Mark Powell and I were not intimidated.
Legal proceedings for the suit began in early April. Mark retained Dale Pittman to represent him, while counsel for the plaintiffs was John Fraser. The plaintiffs' lawsuit alleged that Mark "used the Internet to make and publish malicious, false, outrageous, and defamatory statements" and sought $100,000 in compensatory plus punitive damages. In response, Dale filed an immediate counter-suit on Mark's behalf which called for a discovery process with depositions of relevant witnesses, among them several key executives within Sallie Mae. In plain English, this means that Dale was going right to heart of the matter by getting at the fundamental issue to the entire case: the truth of the allegations Mark had published. Dale was asking for the court's permission to be allowed to see documentation within Sallie Mae and to question bank officials about such things as how they discussed compliance with the FTC Holder rule, the Truth-in-Lending Act, and other laws and policies.

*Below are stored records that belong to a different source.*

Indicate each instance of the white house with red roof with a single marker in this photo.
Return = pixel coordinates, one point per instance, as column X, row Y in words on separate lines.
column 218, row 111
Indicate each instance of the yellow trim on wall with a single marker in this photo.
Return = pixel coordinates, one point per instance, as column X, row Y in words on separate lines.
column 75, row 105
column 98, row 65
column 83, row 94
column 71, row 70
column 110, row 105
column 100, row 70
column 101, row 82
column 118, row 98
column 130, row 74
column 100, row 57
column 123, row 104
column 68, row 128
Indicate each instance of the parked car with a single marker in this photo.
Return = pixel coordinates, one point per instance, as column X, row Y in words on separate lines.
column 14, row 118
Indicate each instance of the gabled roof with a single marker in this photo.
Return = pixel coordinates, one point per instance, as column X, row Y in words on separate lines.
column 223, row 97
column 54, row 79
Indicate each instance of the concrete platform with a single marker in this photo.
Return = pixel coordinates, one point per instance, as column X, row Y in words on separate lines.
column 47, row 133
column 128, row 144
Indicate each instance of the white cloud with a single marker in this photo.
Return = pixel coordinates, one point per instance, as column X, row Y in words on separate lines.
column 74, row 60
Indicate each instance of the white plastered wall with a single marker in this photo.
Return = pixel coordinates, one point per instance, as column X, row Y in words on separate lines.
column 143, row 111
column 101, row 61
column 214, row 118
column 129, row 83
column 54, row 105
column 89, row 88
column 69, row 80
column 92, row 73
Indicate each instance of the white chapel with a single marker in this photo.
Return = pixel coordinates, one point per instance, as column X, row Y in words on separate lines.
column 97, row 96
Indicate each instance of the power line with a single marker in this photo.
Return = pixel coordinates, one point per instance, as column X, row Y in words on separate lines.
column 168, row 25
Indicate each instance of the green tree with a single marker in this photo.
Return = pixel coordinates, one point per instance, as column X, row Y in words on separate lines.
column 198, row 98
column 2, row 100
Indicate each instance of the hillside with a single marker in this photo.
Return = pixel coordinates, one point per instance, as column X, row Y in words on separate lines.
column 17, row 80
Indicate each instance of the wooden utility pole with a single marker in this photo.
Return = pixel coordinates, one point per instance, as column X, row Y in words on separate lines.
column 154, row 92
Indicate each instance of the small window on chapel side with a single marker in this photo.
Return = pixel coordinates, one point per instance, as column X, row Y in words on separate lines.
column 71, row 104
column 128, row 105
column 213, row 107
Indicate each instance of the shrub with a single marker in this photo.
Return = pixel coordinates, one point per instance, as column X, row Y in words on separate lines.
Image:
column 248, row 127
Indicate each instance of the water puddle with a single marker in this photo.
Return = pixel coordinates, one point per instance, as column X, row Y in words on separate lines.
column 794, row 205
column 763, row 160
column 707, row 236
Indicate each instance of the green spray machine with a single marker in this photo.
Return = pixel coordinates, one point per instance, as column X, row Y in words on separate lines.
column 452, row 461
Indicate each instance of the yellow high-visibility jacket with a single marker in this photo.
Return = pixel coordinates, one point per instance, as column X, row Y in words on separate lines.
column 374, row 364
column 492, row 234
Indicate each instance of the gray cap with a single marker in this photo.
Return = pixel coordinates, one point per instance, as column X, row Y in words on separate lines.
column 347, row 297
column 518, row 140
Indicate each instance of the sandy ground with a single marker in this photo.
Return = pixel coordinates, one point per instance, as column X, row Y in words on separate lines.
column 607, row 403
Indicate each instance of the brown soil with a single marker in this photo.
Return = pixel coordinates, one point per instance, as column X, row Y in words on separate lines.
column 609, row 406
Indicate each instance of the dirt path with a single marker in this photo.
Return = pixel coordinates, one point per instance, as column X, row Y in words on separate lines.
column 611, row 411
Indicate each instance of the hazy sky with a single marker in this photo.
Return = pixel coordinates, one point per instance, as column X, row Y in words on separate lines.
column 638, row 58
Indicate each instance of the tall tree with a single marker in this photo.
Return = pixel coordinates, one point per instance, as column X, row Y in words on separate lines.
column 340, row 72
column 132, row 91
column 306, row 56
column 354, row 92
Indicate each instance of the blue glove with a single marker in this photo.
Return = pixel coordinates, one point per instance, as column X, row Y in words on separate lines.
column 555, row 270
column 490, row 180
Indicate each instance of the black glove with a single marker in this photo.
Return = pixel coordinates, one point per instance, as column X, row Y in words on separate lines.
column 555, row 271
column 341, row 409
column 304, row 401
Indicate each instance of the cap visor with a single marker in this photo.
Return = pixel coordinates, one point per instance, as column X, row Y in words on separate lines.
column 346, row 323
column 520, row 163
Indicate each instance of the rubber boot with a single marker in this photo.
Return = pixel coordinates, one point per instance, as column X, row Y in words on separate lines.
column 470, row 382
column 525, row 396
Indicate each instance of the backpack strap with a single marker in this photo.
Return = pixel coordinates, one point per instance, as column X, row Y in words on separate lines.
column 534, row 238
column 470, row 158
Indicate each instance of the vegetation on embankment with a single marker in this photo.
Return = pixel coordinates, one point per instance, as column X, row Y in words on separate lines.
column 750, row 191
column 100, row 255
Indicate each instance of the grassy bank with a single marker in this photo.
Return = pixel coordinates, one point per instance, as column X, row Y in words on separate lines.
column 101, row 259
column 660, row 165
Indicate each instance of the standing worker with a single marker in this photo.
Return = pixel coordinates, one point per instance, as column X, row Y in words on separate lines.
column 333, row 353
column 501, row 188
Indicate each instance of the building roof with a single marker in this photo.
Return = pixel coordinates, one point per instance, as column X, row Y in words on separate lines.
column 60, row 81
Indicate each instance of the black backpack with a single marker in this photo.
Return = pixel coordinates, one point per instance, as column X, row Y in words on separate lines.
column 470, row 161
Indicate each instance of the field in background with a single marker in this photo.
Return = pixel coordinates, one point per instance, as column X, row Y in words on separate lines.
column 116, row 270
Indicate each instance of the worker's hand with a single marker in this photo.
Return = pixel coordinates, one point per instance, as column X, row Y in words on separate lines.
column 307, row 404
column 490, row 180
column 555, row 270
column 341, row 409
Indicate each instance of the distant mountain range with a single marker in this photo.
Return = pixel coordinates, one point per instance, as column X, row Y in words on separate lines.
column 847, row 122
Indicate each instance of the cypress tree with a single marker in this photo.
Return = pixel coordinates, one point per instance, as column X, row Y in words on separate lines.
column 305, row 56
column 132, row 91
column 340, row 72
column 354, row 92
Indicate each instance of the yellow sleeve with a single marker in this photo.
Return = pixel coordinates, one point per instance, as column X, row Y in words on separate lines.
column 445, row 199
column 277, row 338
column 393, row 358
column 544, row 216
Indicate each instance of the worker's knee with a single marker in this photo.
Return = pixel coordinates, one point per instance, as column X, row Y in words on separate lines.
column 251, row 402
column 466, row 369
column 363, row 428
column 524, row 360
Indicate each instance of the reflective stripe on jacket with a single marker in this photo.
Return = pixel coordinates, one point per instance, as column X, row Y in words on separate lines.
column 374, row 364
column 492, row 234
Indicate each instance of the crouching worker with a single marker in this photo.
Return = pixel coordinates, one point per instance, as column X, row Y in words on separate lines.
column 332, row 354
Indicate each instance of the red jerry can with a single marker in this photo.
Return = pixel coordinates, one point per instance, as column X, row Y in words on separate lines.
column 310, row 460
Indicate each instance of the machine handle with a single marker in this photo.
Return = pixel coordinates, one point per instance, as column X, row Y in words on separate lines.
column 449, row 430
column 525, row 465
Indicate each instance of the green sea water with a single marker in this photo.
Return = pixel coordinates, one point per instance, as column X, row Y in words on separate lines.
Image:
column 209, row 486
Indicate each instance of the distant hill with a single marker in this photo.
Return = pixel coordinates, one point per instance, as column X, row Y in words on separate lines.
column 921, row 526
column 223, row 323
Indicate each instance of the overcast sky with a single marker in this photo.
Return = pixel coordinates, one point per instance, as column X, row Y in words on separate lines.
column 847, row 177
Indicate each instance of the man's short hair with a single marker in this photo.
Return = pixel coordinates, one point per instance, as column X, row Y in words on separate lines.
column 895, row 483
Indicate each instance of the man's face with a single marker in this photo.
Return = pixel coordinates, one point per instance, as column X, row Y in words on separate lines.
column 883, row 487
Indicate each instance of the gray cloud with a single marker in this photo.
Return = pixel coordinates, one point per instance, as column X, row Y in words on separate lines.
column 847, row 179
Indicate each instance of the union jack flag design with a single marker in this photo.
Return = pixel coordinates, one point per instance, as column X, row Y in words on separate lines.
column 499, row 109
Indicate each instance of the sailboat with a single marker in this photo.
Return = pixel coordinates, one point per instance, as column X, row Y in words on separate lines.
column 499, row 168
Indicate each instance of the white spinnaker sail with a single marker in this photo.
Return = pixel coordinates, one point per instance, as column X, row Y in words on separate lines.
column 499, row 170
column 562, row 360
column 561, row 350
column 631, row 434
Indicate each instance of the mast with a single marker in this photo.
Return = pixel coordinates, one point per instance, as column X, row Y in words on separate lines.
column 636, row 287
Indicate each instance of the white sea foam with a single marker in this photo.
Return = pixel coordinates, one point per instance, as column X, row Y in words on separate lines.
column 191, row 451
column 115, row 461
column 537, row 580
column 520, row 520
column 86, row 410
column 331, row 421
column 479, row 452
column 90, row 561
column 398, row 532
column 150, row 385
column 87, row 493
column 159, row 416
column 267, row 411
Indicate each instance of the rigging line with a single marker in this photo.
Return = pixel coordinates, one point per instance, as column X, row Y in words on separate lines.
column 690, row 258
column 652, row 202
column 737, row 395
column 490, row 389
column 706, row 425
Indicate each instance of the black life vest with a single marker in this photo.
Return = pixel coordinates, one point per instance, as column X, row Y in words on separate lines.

Suddenly, the plaintiffs decided it wasn't such a good idea for this thing to be in a court of law anymore. In response to the counter-suit, Mr. Fraser immediately filed a motion to move the case to arbitration. Mind you, their original suit made absolutely no mention of arbitration whatsoever; it was just after Dale moved to start questioning people inside Sallie Mae that the plaintiffs decided the time was right to bug out of the courtroom. Unfortunately for them, Mr. Fraser's legal argument to move this case to arbitration stood on very shaky ground. Realizing that the its suit was not going to leave the courtroom (and not going anywhere else either), Sallie Mae decided it had better settle with Mark. The suit was dismissed without prejudice by mutual consent of both parties.
And therein, ladies and gentlemen, is the object lesson for all of us. The one place Sallie Mae most fears to be is a court of law; the bane of their existence is public scrutiny. Sallie Mae abuses the legal process to try to force people into going along with its scams. This company's executives view the law not as something to be respected, but as a tool in furtherance of their own self interest. They invoke the law when it is convenient to use as weapon to scare people into silence, such as their failed defamation suit, or as a shield to cover their crimes, such as their oft-cited arbitration clause. They ignore the law, such as the FTC Holder rule, the Truth-in-Lending Act, the Equal Credit Opportunity Act (I could go on ad infinitum), whenever it interferes with their company's schemes. Sallie Mae's entire modus operandi is the use of fear. They are a gang of bullies dressed in fancy suits. But, like any bully, they retreat when forcibly confronted.
And that is how you deal with them: do not compromise with them and do not let them intimidate you.
To anyone at Sallie Mae reading this: the charges against your company will not be withdrawn. The days of your intimidation of AmeriTrain borrowers are over.